Borrowed and inspired from Pat Walters gist

rxn = AllChem.ReactionFromSmarts("[#6:10]-[#7H2:9].[#7]-[c:4]1[c:5][c:6][c:7][c:8][c:3]1-[#6](-[OH])=O.[#6H:1](-[#6:2])=O>>[#6:10]-[#7:9]-c1n[c:1](-[#6:2])n[c:4]2[c:5][c:6][c:7][c:8][c:3]12")

react_dict = {'R1':[],'R2':[],'R3':[], 'product':[]}
for r1, r2, r3 in product( *[primary_amines_list, amino_benzoic_list, aldehyde_list]):
  react_dict['R1'].append(r1)
  react_dict['R2'].append(r2)
  react_dict['R3'].append(r3)
  r1_mol = Chem.MolFromSmiles(r1)
  r2_mol = Chem.MolFromSmiles(r2)
  r3_mol = Chem.MolFromSmiles(r3)
  for prod in rxn.RunReactants([r1_mol,r2_mol,r3_mol]):
    prod_mol = prod[0]
    Chem.SanitizeMol(prod_mol)
    react_dict['product'].append(Chem.MolToSmiles(prod_mol))

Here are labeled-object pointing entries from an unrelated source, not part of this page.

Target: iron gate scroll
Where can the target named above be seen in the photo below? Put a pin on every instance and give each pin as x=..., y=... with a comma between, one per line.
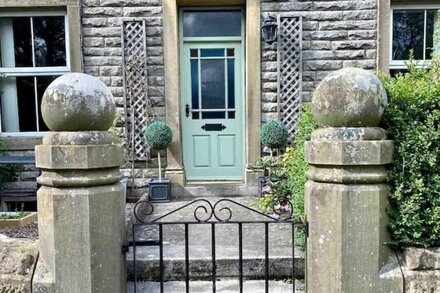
x=204, y=212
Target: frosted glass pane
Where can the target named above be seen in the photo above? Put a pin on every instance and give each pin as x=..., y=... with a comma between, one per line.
x=213, y=83
x=226, y=23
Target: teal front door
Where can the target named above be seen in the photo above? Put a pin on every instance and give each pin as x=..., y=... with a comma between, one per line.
x=212, y=110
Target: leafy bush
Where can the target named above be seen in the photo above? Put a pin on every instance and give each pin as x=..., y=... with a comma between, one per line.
x=291, y=172
x=274, y=134
x=412, y=120
x=158, y=135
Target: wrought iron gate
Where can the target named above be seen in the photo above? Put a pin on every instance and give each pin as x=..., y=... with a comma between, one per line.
x=204, y=212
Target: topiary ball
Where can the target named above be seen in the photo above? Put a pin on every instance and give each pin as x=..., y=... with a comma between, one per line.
x=274, y=134
x=158, y=136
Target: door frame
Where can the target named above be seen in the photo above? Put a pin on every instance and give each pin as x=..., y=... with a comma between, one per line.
x=252, y=84
x=217, y=40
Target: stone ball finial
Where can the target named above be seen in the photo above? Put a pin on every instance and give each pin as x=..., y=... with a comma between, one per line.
x=78, y=102
x=350, y=97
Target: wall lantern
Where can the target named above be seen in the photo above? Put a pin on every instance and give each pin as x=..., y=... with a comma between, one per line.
x=269, y=30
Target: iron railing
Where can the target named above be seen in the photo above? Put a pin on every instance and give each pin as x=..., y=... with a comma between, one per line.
x=211, y=214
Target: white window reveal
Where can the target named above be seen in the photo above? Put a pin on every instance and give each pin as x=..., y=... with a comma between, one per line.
x=412, y=28
x=33, y=52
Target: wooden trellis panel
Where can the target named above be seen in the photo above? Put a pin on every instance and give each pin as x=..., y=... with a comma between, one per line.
x=135, y=87
x=289, y=71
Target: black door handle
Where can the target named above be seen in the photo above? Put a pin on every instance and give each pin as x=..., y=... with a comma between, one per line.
x=187, y=110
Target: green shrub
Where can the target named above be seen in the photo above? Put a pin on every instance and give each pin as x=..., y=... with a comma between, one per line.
x=158, y=135
x=274, y=134
x=412, y=120
x=295, y=162
x=292, y=172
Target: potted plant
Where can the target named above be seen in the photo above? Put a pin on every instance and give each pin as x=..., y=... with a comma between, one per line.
x=16, y=219
x=158, y=136
x=274, y=135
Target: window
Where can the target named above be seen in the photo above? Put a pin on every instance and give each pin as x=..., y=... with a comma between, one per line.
x=33, y=52
x=412, y=28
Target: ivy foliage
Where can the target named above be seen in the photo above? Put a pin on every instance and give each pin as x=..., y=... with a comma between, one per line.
x=158, y=136
x=412, y=120
x=274, y=134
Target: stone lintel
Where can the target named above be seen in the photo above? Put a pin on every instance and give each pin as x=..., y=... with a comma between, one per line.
x=349, y=153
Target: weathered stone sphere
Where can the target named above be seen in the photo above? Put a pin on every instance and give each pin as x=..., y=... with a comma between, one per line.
x=350, y=97
x=78, y=102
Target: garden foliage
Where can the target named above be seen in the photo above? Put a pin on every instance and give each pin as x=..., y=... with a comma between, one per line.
x=274, y=134
x=158, y=135
x=291, y=172
x=412, y=120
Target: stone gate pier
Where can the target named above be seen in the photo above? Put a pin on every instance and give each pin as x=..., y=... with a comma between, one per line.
x=347, y=194
x=81, y=202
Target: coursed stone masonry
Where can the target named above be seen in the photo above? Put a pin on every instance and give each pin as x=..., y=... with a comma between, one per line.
x=336, y=34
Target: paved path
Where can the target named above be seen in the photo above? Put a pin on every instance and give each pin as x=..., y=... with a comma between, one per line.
x=223, y=286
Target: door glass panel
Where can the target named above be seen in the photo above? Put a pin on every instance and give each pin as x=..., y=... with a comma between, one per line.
x=194, y=52
x=206, y=23
x=231, y=83
x=213, y=115
x=408, y=34
x=212, y=52
x=195, y=83
x=213, y=83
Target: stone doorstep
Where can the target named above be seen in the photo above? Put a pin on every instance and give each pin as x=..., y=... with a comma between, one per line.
x=201, y=268
x=205, y=190
x=222, y=286
x=422, y=258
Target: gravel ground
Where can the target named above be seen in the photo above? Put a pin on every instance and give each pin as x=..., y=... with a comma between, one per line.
x=28, y=232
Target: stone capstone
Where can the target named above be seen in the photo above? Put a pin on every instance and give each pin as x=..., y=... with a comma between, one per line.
x=78, y=102
x=17, y=262
x=349, y=97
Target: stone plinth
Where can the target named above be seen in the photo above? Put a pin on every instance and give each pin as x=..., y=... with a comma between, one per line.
x=81, y=204
x=347, y=194
x=17, y=263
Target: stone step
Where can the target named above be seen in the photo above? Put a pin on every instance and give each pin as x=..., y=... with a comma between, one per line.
x=222, y=286
x=227, y=246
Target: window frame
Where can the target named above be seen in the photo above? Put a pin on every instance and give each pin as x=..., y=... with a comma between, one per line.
x=401, y=64
x=37, y=71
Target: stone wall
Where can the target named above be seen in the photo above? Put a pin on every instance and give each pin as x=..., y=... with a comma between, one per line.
x=102, y=55
x=101, y=29
x=336, y=34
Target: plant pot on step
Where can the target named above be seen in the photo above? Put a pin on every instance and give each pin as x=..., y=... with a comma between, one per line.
x=159, y=190
x=158, y=136
x=264, y=181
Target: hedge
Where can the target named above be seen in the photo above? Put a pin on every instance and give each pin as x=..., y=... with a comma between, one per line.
x=412, y=120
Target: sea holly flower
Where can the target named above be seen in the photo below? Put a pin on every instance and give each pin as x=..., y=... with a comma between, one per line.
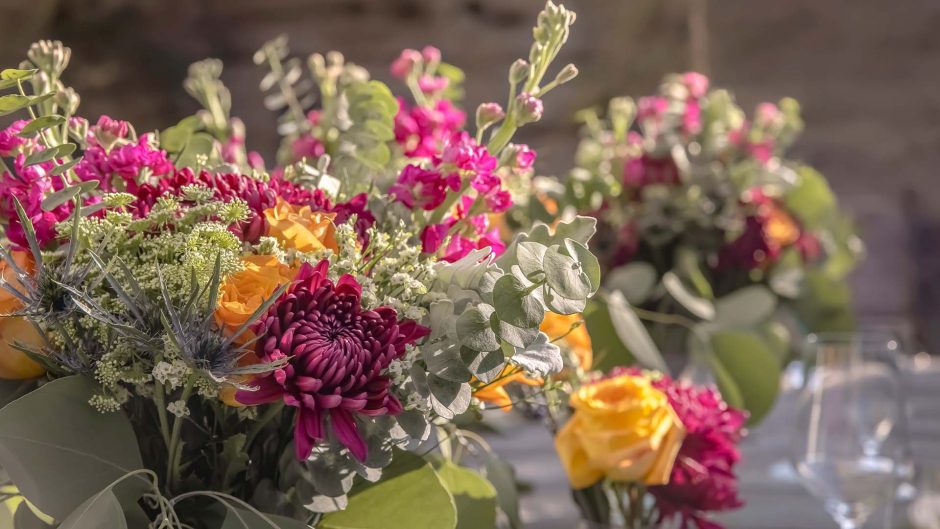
x=338, y=353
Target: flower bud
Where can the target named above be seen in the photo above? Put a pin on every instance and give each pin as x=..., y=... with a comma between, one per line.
x=530, y=108
x=489, y=113
x=518, y=71
x=566, y=74
x=406, y=63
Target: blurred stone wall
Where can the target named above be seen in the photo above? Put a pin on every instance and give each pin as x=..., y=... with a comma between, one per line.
x=866, y=72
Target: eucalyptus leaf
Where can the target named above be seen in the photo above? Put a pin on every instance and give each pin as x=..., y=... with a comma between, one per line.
x=475, y=328
x=635, y=281
x=61, y=457
x=410, y=495
x=474, y=496
x=514, y=304
x=633, y=333
x=564, y=274
x=698, y=306
x=41, y=123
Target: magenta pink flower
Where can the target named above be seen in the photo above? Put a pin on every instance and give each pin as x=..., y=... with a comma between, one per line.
x=422, y=188
x=338, y=355
x=703, y=479
x=405, y=63
x=422, y=131
x=9, y=139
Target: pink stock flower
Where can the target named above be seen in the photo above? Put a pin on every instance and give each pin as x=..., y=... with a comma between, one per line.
x=9, y=139
x=651, y=108
x=338, y=356
x=423, y=188
x=431, y=54
x=405, y=63
x=422, y=131
x=703, y=479
x=696, y=83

react_df = pd.DataFrame(react_dict)

More examples here

Edit, merge, react molecules

Molecule tinkering using Rdkit: http://asteeves.github.io/blog/2015/01/14/editing-in-rdkit/

Using mol2grid

mols2grid is an interactive chemical viewer for 2D structures of small molecules, based on RDKit.